In fondo una bella soddisfazione, vero?
«Se, dopo questo risultato, anche una sola persona si andrà ad ascoltare la musica di Fats Waller o di Willie “The Lion” Smith, allora sì che avrò fatto qualcosa di buono».
Non è troppo modesto? Il jazz, dicono, in fondo è musica d’elite.
«È solo questione di abitudine. Fino agli anni Cinquanta e Sessanta, l’orecchio di tutti era abituato a questi suoni».
Sì ma poi ciao.
«Ed è un errore. Il jazz è una delle matrici della musica moderna e senza dubbio il pop continua ad alimentarlo, attraverso colori e stimoli sempre attuali. Non sono due compartimenti a tenuta stagna ».
E lo dimostra il fatto che, forse per la prima volta nella storia, un jazzista ha convinto tutti all’Eurofestival.
«Sono piaciuto sia al televoto che ai singoli esperti di ciascuna nazione».
Lo sa vero che molti considerano l’Eurofestival un tempio del trash? «La musica è musica e io vado dove si può suonare. In ogni caso, basta di sfruttare sempre gli stessi cliché. La musica è un territorio di scambio tra chi ha qualcosa da dirsi e qualsiasi modo va bene».
Lei lo ha fatto suonando un pianoforte trasparente.
«Era un normalissimo
Kawai».
Spettacolare, però.
«Il giorno prima mi hanno fatto addirittura provare con gli abiti di scena per calcolare bene le riprese. I tedeschi hanno organizzato questo show alla perfezione».

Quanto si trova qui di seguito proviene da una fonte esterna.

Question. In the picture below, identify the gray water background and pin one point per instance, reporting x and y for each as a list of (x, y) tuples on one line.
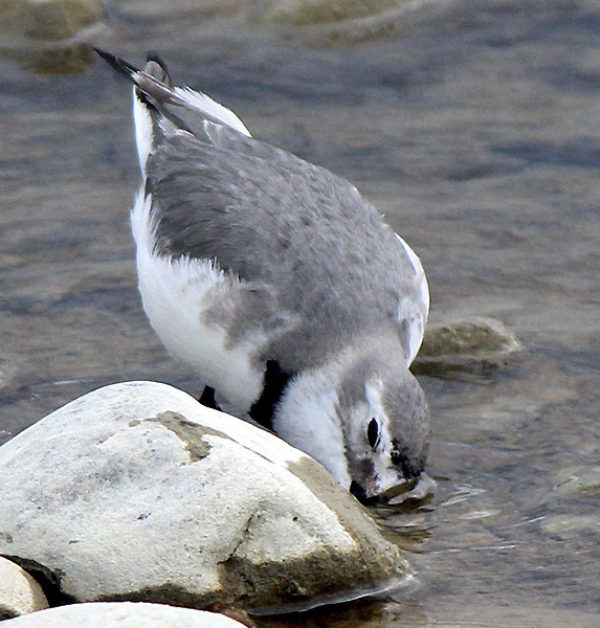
[(475, 127)]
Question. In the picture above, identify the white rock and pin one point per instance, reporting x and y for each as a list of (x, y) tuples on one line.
[(137, 492), (19, 592), (122, 615)]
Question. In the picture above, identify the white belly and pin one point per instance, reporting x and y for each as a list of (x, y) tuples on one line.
[(175, 296)]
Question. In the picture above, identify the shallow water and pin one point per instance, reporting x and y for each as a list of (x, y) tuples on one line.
[(475, 126)]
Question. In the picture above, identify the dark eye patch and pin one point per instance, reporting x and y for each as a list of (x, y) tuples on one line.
[(373, 433)]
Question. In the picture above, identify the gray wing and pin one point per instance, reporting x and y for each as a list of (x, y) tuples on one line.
[(301, 239)]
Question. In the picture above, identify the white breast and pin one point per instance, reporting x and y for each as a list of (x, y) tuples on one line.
[(174, 295), (413, 309)]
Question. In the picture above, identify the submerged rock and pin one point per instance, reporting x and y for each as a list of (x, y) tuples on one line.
[(137, 492), (477, 344), (19, 592), (305, 12), (48, 19), (119, 614)]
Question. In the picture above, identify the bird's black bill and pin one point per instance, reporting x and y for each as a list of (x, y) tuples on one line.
[(359, 492), (116, 63)]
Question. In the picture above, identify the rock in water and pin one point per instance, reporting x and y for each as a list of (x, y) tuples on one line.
[(122, 614), (137, 492), (19, 592)]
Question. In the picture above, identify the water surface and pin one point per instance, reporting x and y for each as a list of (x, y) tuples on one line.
[(475, 127)]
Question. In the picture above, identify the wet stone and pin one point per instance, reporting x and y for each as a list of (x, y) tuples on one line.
[(194, 507), (476, 344), (119, 614), (19, 592)]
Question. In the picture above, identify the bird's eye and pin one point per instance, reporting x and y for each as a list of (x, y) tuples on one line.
[(373, 433)]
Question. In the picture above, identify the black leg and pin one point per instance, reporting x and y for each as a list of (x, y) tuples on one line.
[(207, 398)]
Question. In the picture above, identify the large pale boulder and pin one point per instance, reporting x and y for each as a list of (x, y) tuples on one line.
[(122, 615), (137, 492), (19, 592)]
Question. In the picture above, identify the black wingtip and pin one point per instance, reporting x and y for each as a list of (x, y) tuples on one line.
[(116, 63)]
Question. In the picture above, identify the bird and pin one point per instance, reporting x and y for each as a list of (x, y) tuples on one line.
[(280, 286)]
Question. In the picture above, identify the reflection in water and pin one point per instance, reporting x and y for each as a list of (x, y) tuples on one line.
[(436, 124)]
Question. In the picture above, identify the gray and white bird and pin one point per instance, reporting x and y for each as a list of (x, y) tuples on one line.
[(279, 285)]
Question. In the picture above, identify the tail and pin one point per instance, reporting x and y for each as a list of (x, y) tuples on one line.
[(160, 107)]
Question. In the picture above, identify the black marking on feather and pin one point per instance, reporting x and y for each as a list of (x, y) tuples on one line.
[(275, 382), (401, 459), (207, 398)]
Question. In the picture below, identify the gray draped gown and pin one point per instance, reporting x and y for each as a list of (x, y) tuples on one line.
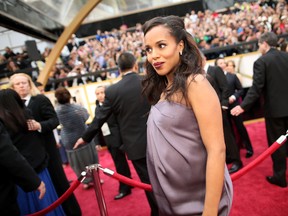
[(176, 159)]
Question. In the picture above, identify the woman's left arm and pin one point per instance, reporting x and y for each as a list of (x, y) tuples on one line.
[(207, 109)]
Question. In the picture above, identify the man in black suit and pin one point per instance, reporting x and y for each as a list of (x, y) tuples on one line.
[(125, 101), (235, 92), (216, 77), (45, 120), (271, 78), (111, 137), (16, 170)]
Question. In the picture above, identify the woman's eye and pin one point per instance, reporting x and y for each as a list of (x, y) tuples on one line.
[(148, 50)]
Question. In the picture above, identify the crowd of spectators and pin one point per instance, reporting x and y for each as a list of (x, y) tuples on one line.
[(96, 54)]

Forse per questo in scena lei era così tranquillo. È scaramantico?
«Prima dello show io e la band ci auguriamo sempre e soltanto buona fortuna. Anzi no, stavolta avevo con me un piccolo amuleto: un bottoncino che mi ha dato un tecnico del suono che mi accompagna sempre in tour».
Ha portato bene.
«Beh sì, siamo andati benissimo in una manifestazione dove il mio genere musicale era proprio diverso da quello di tanti altri, qualcuno pop, qualcuno dance, altri addirittura rock ma proprio rock».
Lei è molto conosciuto in Italia e un po’ in Francia. Da adesso lo sarà anche in altri 41 Paesi.
«Mica male no?»
Oltre che da San Marino, lei ha preso il pieno di voti anche da Malta, Spagna e Lettonia.

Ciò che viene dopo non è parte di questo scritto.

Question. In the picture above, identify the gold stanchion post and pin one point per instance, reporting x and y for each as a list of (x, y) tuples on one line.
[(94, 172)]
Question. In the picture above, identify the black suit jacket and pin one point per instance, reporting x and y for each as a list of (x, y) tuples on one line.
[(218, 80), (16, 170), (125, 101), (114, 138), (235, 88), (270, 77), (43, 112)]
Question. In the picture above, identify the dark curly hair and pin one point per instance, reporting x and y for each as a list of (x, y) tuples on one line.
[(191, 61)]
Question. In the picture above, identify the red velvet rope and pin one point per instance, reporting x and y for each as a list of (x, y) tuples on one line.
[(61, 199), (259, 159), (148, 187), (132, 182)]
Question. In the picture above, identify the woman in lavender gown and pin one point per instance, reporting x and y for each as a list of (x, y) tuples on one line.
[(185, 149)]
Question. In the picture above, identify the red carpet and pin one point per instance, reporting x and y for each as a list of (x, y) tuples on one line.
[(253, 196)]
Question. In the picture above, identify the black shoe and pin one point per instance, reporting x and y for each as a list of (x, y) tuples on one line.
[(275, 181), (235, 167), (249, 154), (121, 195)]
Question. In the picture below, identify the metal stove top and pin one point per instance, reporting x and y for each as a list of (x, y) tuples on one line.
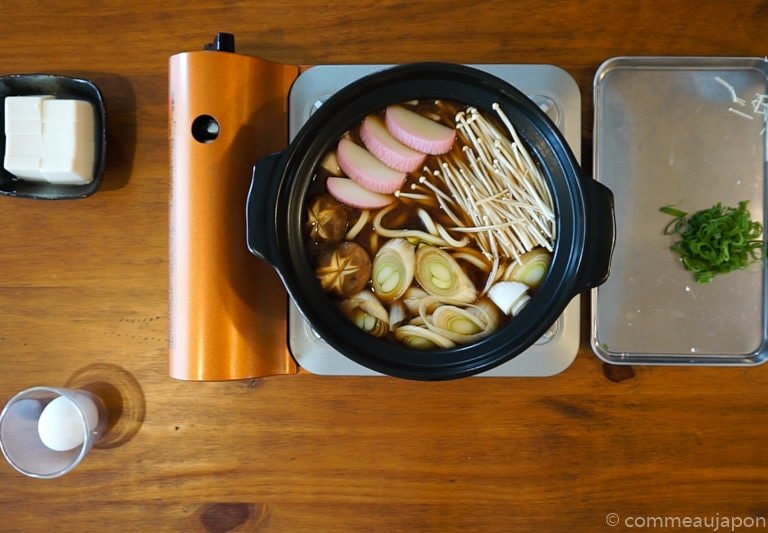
[(558, 95)]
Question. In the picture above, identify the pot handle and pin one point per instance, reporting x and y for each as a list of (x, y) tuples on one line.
[(260, 209), (601, 236)]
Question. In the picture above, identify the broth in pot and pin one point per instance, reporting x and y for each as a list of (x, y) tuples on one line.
[(430, 224)]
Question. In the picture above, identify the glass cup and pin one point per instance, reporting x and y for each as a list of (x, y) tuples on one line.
[(46, 431)]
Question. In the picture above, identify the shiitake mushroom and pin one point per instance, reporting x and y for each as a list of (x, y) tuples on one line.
[(326, 220), (344, 270)]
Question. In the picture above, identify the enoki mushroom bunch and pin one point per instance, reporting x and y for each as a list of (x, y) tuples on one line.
[(498, 186)]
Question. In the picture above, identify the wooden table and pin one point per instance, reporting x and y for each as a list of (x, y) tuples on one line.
[(85, 283)]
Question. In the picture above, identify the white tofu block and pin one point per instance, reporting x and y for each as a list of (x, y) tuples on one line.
[(22, 167), (50, 140), (74, 140), (24, 127), (24, 107), (67, 111), (67, 171), (23, 145)]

«l’Eurofestival è una vetrina che va sfruttata».
Per Raffaella Carrà è una sorta di Olimpiade della musica.
«Sì in un certo senso è vero anche se io non ho visto competizione, almeno non la sentivo».
Difatti, quando la inquadravano dopo la sua esibizione, era tranquillo come una pasqua.
«Avevo fatto il mio dovere e mi stavo rilassando».
Niente agitazione?
«No, tenevo più che altro alla qualità della mia esibizione. Però c’è stato un momento di suspence....».
Vede che era agitato?
«Ma no, è soltanto che sono partito con un punteggio basso e sono cresciuto lentamente. Ma non mi sono agitato, mi sono divertito come un matto».
Caterina Caselli dice di lei una cosa enorme: che fa stare bene il proprio pubblico.
«E adesso voglio tornare a casa a dormire. E poi abbraccerò una per una tutte le persone che mi vogliono bene».